Wo soll's denn hingehen?

9
September
2013
Midterm Exams and Hanmer Springs

Die letzte Woche war größtenteils Uni-Aktivitäten gewidmet. Ich hatte zwei Prüfungen am Mittwoch und einige kleinere Sachen, die bis Freitag zu erledigen waren. Dementsprechend habe ich diese Woche auch nicht viel mehr gemacht als für die Prüfungen zu lernen und die Aufgaben zu erledigen.

Die Prüfungen selbst waren sehr unterschiedlich. Die erste war von ECON224 – Economics and Current Policy Issues und fand von 16-18 Uhr statt. Sie bestand aus sechs offenen Fragen, jede davon behandelte ein Thema aus der jeweiligen Woche. Ich habe zwar überall etwas hingeschrieben, viel mehr kann ich über diese Prüfung allerdings noch nicht sagen. Die zweite Prüfung war in ECON105 – Introduction to Macroeconomics und deutlich einfacher als die erste. Das war auch gut so, da sie erst um 19:15 begann. Von den 90 Minuten, die wir für diese Prüfung Zeit hatten brauchte ich nur ca. die Hälfte, bevor ich abgab und froh war diesen Tag hinter mir zu haben.

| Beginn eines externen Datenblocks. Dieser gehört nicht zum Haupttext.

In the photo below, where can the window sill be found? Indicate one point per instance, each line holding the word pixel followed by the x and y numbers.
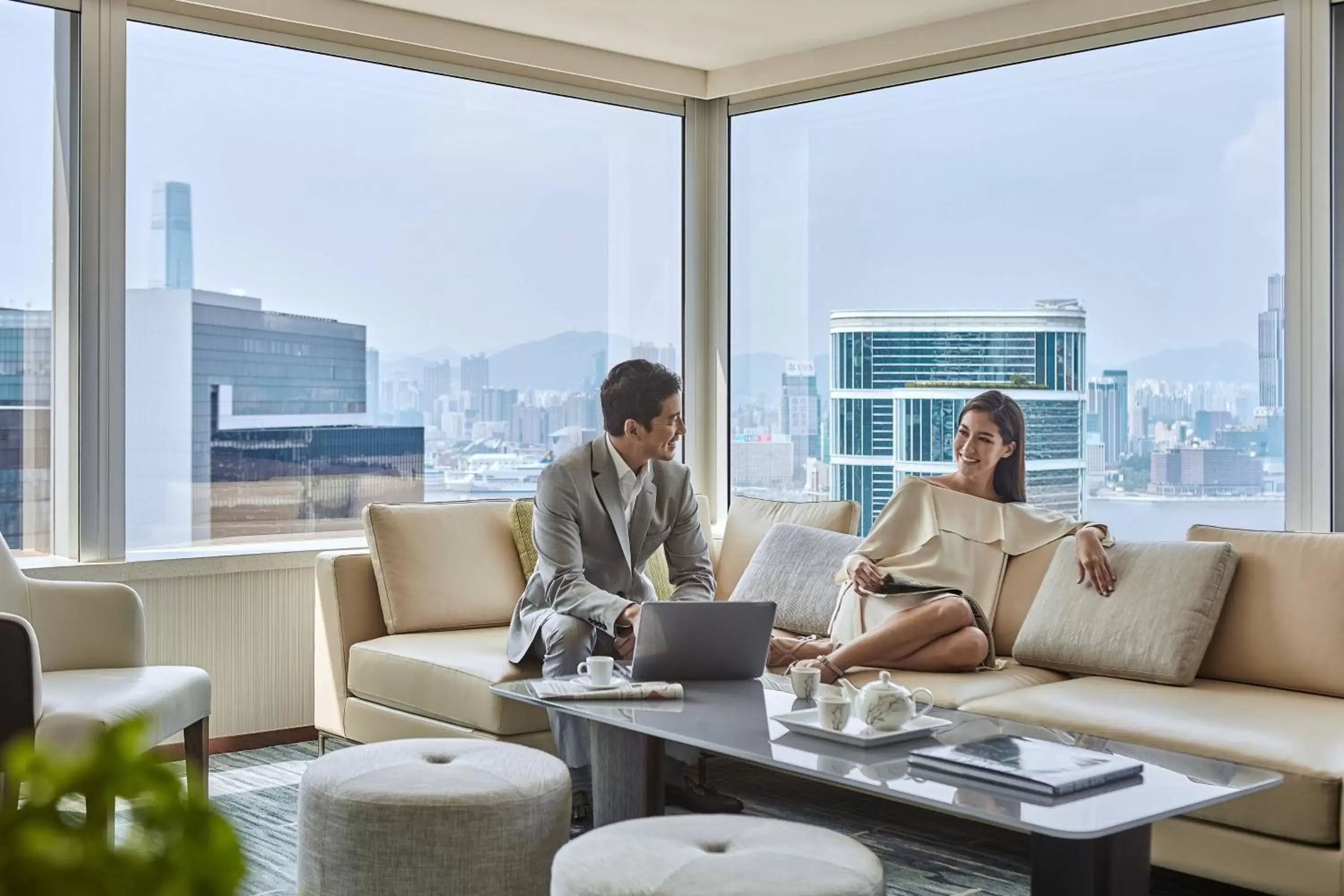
pixel 174 563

Den Samstag verbrachte ich, Volleyball und Fußball spielend, in Christchurch . Beth und Faith(Wills und Gabes Flatmate, ebenfalls aus den USA) planten am Sonntag gemeinsam mit einer Freundin, Alexa aus Deutschland, nach Hanmer Springs zu fahren. Da die anderen und ich noch keine Pläne für Sonntag hatten entschieden wir kurz entschlossen mitzukommen. Beth, Faith und Alexa mieteten dafür ein Auto und so konnten wir uns auf 2 Autos aufteilen.

Sonntag Morgen brachte ich Beth und Alexa zu Jucy Rentals wo sie ihr Auto abholten. Gegen 9:30 Uhr verließen wir dann Christchurch in Richtung Hanmer Springs. Hanmer Springs liegt im Nordwesten von Christchurch, etwa 130km entfernt und ist bekannt für seine heißen Quellen. Auf dem Weg stoppten wir in Culverden, einem kleinen Örtchen, direkt am Highway gelegen, für ein (zweites) Frühstück. Von dort war es dann nur noch etwas mehr als eine Viertelstunde nach Hanmer Springs.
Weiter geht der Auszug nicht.